"the last enemy to be destroyed is death." Jesus took care of that and has laid claim to life. Death is simply the end of the body...not the real you...that part that lives on and is ever transforming. It is true...we can keep getting younger....a spring in our spiritual step...a dance with the divine...a giddy heart....a "can't wait" attitude to see what is going to happen next...it is such fun...
This is a post taken from a Facebook friend. Rather than respond there I'll just briefly comment here. As much as I disagree with statements like the above, it's not worth risking a connection. Actually I may speak a little to the complexity of navigating such relations, that is, those relations in which there is a radical difference in philosophical and/or religious beliefs. A friend and I have started writing a book regarding just such a relationship but it remains to be seen when it will be completed.
It was Feuerbach who criticized statements like "the last enemy to be destroyed is death" for being entirely too convenient for a creature who longs for the certainty of its own immortality. Freud, developing the observation, wrote in his Future of an Illusion:
It will be found if we turn our attention to the psychical origin of religious ideas. These, which are given out as teachings, are not precipitates of experience or end results of thinking: they are illusions, fulfilments of the oldest, strongest and most urgent wishes of mankind. The secret of their strength lies in the strength of those wishes.
For those Christians who might dismiss Feuerbach, don't forget it was Karl Barth, one of the greatest theologians of the 20th century, who took Feuerbach quite seriously, even writing a preface to a later edition of Feuerbach's most provocative work The Essence of Christianity (and let us not forget that Feuerbach himself was a theologian).

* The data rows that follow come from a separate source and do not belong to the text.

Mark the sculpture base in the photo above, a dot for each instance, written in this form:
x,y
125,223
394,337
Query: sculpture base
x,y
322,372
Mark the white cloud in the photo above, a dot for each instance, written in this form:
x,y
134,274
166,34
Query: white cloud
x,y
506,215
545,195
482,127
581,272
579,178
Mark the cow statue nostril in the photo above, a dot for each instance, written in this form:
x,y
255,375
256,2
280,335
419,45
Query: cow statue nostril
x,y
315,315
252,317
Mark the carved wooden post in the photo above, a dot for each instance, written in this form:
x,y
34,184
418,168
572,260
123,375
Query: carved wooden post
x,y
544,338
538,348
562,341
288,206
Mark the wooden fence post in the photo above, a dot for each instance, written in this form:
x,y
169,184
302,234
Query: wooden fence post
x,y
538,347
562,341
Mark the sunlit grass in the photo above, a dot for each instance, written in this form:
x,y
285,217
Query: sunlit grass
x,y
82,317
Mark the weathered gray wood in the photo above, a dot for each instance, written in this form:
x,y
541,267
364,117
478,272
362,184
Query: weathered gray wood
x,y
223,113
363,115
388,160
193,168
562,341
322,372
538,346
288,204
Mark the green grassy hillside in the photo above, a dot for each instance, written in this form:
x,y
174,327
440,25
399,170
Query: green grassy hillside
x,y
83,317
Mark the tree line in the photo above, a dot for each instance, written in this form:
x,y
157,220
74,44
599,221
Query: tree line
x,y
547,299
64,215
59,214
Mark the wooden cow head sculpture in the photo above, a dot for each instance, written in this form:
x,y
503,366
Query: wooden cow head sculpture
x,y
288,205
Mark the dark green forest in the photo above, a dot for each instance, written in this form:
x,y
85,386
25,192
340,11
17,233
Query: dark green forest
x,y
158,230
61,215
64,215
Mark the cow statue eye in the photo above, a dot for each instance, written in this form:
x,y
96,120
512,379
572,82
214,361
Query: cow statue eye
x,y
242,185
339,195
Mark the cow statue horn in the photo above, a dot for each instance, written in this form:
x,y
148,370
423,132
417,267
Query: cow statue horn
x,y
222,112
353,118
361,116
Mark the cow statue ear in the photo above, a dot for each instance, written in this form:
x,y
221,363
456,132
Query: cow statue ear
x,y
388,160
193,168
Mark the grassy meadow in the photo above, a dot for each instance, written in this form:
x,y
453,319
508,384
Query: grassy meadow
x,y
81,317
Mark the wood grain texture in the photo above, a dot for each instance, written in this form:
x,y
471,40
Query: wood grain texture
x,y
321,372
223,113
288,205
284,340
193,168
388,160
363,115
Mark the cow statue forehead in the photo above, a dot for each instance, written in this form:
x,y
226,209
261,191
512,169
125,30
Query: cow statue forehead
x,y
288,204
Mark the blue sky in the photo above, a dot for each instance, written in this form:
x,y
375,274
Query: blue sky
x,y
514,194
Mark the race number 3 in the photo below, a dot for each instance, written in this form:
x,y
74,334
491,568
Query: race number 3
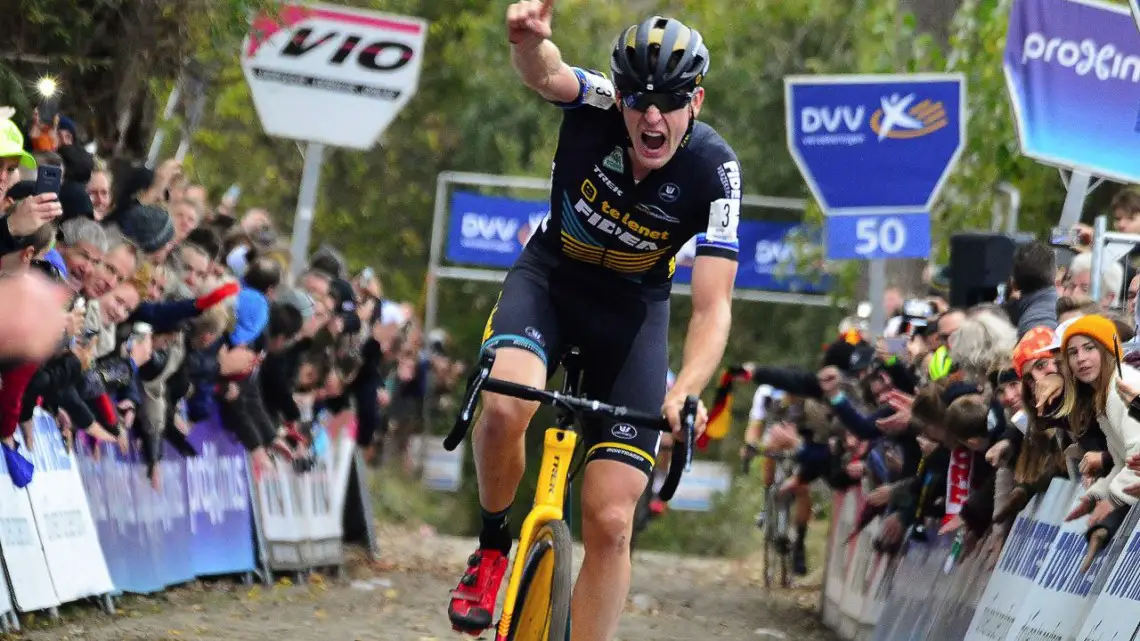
x,y
724,218
879,235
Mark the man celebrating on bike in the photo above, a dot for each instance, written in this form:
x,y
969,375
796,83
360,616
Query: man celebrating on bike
x,y
635,177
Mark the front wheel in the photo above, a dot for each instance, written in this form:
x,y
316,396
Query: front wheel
x,y
542,609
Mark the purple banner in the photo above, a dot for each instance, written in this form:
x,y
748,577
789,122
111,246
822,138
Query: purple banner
x,y
196,522
1073,71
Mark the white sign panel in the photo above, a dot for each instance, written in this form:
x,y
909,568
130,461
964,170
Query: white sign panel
x,y
1020,562
1060,595
332,74
63,517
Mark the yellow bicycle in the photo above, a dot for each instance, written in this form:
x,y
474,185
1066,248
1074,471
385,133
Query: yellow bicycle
x,y
537,603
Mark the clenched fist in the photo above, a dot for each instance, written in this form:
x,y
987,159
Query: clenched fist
x,y
528,23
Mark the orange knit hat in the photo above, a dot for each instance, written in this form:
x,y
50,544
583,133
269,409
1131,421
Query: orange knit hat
x,y
1034,345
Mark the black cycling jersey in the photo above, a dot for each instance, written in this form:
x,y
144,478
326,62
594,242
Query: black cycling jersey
x,y
597,272
601,217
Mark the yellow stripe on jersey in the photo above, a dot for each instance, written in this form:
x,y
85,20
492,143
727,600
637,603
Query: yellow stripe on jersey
x,y
627,262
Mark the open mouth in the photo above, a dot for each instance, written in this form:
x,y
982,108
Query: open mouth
x,y
652,140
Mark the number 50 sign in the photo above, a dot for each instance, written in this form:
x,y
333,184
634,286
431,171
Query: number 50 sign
x,y
870,236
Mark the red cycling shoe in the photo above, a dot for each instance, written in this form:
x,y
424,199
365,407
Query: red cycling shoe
x,y
472,606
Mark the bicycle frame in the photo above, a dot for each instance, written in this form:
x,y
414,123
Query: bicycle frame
x,y
550,498
559,445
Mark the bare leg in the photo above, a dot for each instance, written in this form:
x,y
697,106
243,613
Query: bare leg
x,y
609,497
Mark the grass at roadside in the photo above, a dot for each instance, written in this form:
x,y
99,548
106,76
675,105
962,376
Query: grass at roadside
x,y
729,529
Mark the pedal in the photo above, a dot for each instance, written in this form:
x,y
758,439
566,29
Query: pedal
x,y
475,633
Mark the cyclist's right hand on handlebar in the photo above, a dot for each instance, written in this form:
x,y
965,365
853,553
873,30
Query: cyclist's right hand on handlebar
x,y
672,411
528,23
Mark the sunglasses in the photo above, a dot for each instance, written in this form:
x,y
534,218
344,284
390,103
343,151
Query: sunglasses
x,y
668,102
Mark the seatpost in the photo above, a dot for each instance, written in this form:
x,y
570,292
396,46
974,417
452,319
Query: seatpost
x,y
571,366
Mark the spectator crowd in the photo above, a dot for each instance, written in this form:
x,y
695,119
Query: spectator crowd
x,y
178,309
958,416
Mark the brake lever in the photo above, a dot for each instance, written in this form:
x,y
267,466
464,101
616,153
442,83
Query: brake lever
x,y
479,375
689,423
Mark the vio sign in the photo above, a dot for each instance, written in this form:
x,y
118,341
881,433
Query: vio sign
x,y
332,74
381,55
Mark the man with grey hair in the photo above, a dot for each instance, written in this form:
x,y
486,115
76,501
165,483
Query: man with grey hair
x,y
83,245
1079,282
117,265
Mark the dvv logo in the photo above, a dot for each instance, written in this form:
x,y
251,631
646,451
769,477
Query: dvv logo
x,y
900,118
897,118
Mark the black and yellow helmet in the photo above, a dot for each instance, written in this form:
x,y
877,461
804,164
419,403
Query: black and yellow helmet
x,y
659,55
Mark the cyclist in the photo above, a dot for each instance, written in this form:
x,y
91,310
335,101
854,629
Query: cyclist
x,y
635,176
770,405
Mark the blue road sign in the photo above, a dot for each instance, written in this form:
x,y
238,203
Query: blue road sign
x,y
878,235
872,148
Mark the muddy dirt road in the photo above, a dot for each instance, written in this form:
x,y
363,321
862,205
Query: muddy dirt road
x,y
404,598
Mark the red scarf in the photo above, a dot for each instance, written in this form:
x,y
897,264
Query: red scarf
x,y
958,481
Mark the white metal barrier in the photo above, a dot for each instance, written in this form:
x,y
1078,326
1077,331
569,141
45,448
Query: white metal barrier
x,y
1035,593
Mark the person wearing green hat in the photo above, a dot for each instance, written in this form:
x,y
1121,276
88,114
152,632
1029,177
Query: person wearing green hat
x,y
31,213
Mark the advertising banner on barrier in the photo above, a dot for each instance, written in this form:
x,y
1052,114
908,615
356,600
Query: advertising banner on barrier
x,y
491,230
1060,593
197,522
1061,57
63,516
302,512
1020,562
23,554
699,486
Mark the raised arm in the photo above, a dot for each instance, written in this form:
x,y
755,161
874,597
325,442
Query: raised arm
x,y
535,57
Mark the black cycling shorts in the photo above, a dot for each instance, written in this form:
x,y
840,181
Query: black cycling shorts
x,y
547,307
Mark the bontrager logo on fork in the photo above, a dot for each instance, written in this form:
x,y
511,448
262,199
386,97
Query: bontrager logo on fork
x,y
537,605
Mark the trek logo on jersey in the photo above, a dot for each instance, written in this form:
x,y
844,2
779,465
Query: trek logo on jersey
x,y
612,221
657,212
896,118
625,431
498,233
730,178
601,175
615,161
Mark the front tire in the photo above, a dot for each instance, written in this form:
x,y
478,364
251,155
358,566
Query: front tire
x,y
542,609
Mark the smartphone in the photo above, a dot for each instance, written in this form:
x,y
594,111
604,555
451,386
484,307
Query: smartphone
x,y
1064,236
896,346
48,179
231,194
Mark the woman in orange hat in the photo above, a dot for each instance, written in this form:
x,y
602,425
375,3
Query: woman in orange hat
x,y
1040,454
1091,365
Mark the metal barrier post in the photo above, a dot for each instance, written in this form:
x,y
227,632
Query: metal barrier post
x,y
267,575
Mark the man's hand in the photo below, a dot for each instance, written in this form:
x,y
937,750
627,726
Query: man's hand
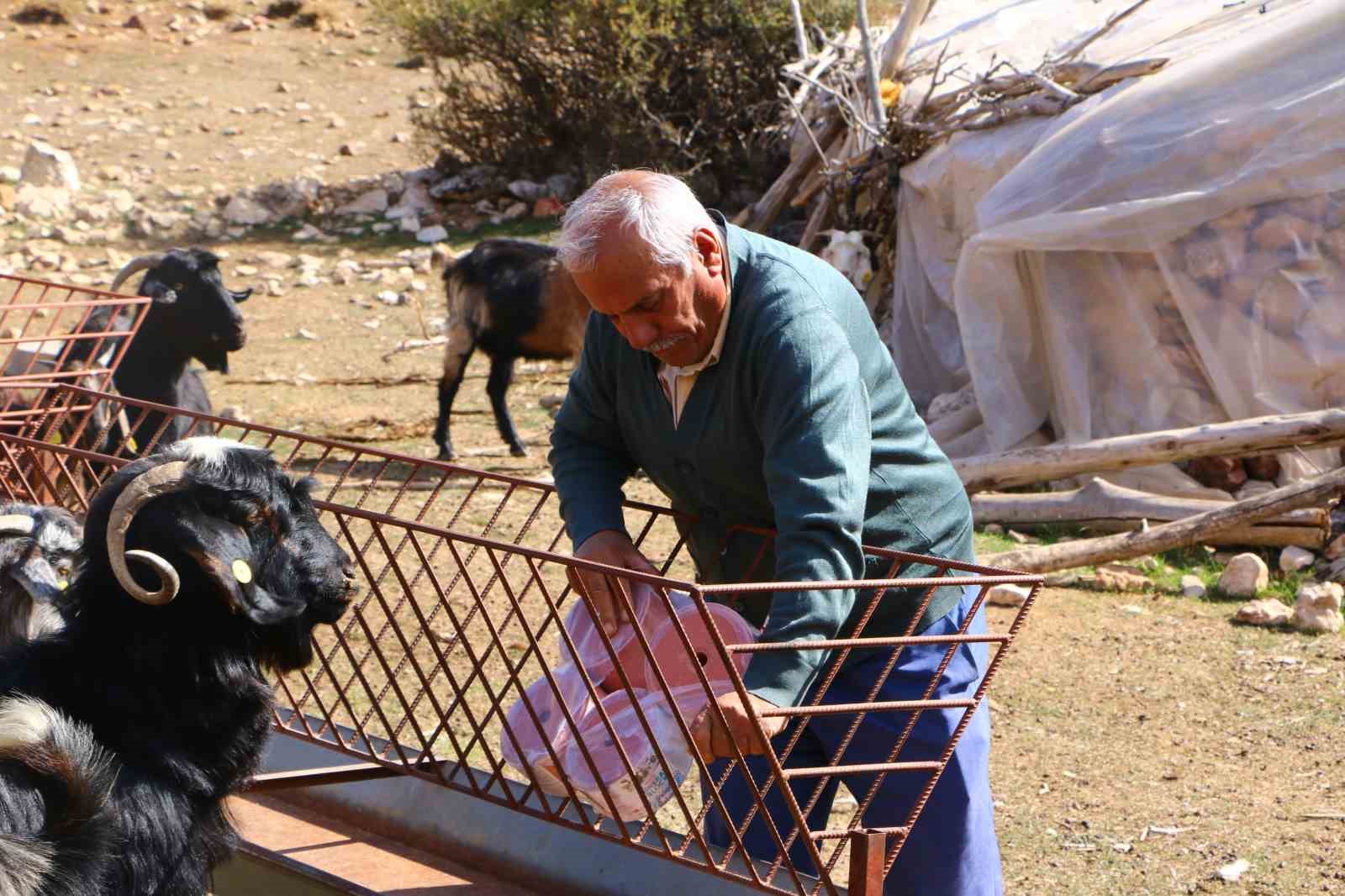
x,y
615,549
713,741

Now this is what we might call a psychological critique of the notion of an afterlife or life after death. But what about a scientific one? I have written elsewhere about the importance of keeping in mind the connection between personality/consciousness and brain. One can observe, even in the most basic of human experiences, this connection. For example, when someone is struck in the head with great force there is a loss of consciousness, that part of us that is our personality, our self-awareness etc.. that part of us that Christians and others believe will transcend the limitations of our bodies. But if trauma to the brain causes an immediate loss of self-awareness, the consistent conclusion to draw is that the ultimate trauma to our brains, death, will result in the same thing. What will it be like after we die? Nothing. The same as when we are struck in the head and lose consciousness. There is not even any darkness, let alone angels and a light at the end of the tunnel (an experience brought about by a brain starved of oxygen as it turns out). There is simply nothing. How can we imagine this? It was once said by Alan Watts that one simply needs to think about what it was like before one was born (and had a brain). In the same way that "death" before birth meant our complete lack of existence, so too death after birth will mean the same thing. If this is unsettling to some, consider Feuerbach's words, and those of Freud. Could it be there may be a grain of truth in there somewhere? Life and existence paid scant attention to the needs of our ego before our birth, why should they after?